I have a sparkplug socket now so I'm planning on checking the #6 cylinder compression first, then drain the oil to confirm no water is in it. The sample I took last weekend still shows no sign of water so I'm reasonably sure that is OK.
Then I plan on doing some sample draining from the radiator and block to see if I'm getting water or the consistent black stuff in the radiator tank. If it is the consistent black stuff I'll drain and flush till clear and then refill with water.
After swaping the borrowed pan with my repaired one I'll run the engine till warm, check the water, if OK drive some and check the water, if OK keep driving and checking till I need to put antifreeze back in, which isn't to far off now.
Thanks for all the comments and suggestions.
 
An Update:
After swapping pans out, i drained the radiator and ran the engine with the radiator drain open and a hose adding water. When i checked the water in the tank it was mostly clear with just a little black stuff on top. Ran it another 15 minutes with the drain closed and got it up to 190 degrees. Let it sit overnight and a significant amount of oily black stuff is in the top of the radiator tank again. Still no water in the oil pan.

Will wait till we kick it around at the Gateway Healey meeting tomorrow but it looks like the head is going to have to come off. Oh, number 6 cylinder was 107 lbs.

It will be awhile before we get to the next step.
 
RAC68 said:
Bob,

If you haven’t already read this, take a look at this article posted at (https://www.healey6.com/Technical/Gallery.pdf) “Austin Healey “C” Series Engine.
Oil traces in Cooling System”. The solid bang your engine received may have stimulated this condition.

Good luck,
Ray (64BJ8P1)
I had the machine shop that did my machining work do a test where they pressureized the block. The only problem I had with the rebuild so far was locating new Oil Gallery plugs and those ended up being made by a local club member with a lathe. The machine shop removed the Plugs to thoroughly clean the engine. I've since found them new and ordered as spares.

Another issue was the 3 Flywheel dowel pins that were "lost" by the machine shop.
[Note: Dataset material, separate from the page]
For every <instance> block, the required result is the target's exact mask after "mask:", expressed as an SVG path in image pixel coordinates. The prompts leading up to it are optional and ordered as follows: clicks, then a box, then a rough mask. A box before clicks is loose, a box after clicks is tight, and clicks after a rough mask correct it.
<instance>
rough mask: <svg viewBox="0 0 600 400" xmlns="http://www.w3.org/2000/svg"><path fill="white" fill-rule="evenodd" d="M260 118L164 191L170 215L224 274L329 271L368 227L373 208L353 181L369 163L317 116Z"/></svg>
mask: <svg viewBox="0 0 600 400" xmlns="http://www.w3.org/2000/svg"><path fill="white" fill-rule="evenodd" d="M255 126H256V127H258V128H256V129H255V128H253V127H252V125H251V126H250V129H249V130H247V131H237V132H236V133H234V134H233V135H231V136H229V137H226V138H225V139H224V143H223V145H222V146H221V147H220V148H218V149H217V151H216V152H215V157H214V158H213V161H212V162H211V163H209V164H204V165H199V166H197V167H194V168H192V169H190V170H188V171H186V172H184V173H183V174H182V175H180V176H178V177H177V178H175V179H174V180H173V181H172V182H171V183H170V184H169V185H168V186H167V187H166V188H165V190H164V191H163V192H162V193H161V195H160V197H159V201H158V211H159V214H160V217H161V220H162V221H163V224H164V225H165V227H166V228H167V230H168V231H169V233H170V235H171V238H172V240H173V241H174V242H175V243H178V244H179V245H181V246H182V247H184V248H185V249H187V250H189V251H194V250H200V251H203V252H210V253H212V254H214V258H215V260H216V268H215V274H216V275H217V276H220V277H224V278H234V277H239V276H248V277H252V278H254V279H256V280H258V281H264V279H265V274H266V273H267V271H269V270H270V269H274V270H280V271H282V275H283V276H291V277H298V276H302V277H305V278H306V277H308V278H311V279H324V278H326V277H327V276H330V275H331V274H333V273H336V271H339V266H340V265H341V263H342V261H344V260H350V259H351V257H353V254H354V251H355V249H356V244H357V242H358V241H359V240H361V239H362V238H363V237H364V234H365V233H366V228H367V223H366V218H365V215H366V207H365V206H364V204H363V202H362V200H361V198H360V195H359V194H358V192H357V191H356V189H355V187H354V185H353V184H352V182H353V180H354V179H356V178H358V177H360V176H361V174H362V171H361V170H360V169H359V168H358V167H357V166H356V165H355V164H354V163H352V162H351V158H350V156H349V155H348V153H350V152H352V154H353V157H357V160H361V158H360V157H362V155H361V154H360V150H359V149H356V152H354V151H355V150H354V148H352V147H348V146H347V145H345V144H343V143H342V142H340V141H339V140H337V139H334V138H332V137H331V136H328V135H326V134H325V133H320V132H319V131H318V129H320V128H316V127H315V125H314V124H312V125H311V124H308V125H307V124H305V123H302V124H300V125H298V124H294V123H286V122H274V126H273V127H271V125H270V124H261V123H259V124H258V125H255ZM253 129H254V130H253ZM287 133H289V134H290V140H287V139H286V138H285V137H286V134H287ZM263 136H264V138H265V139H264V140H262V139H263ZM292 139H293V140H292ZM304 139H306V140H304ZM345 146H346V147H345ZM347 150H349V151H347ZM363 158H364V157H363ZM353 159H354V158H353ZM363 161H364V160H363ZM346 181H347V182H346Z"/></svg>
I had to buy used ones but I took measurements/drawings of them so they can be reproduced on a lathe for the next guy who has this problem.
 
"The only problem I had with the rebuild so far was locating new Oil Gallery plugs and those ended up being made by a local club member with a lathe. The machine shop removed the Plugs to thoroughly clean the engine. I've since found them new and ordered as spares."

One good solution is to tap the ends of the holes with 3/8 pipe taper & use 3/8 pipe plugs with allen sockets so they don't project from the holes. Then, in subsequent rebuilds it is easy to pull the plugs to clean the galleries and re-insert the plugs.